US seeks Dhaka's support
Foreign Secretary Mohamed Mijarul Quayes said Bangladesh will make an independent decision on recognition to Kosovo keeping its national interests in consideration.
The foreign secretary said this when US Ambassador James F Moriarty approached him the issue at a meeting at the foreign ministry yesterday.
Asked whether he raised the issue of Kosovo's recognition with the foreign secretary, the US envoy told reporters, “Why not, I raised the issue again.”
Quayes also said the US envoy sought Bangladesh's support in recognition to Kosovo. “I told him that we are examining the matter.”
It was his fifth approach to Bangladesh to seek recognition for Kosovo. On August 22, the secretary said Bangladesh had no plan to recognise Kosovo 'for now'.
Kosovo declared its independence from Serbia on February 17, 2008.
Sixty-three out of 192 members of the United Nations so far recognised Kosovo. The countries that recognised Kosovo include Australia, Canada, Japan, KSA, Malaysia, USA and 22 European Union member states.

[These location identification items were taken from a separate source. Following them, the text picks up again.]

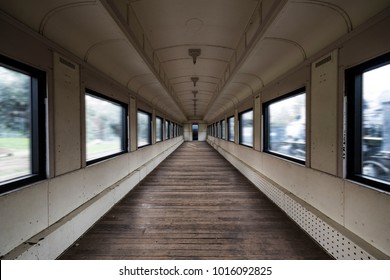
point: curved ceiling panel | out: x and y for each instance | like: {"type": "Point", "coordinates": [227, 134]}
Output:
{"type": "Point", "coordinates": [144, 44]}
{"type": "Point", "coordinates": [112, 60]}
{"type": "Point", "coordinates": [202, 22]}
{"type": "Point", "coordinates": [76, 29]}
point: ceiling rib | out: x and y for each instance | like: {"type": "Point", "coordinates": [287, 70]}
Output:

Foreign office sources said Dhaka was taking time before recognising Kosovo as it was focusing on strengthening its ties with Moscow in various areas including that of nuclear power plant.
Russia formally requested Bangladesh not to recognise the tiny Balkan nation.
Moriarty said he discussed the issues of upcoming global conference on climate change and human rights with the secretary.
Asked whether he discussed stopping of extrajudicial killings, the US envoy replied negative. “We all should consider upholding human rights.”
They also discussed a number of bilateral issues, including climate change, food security and agricultural extension.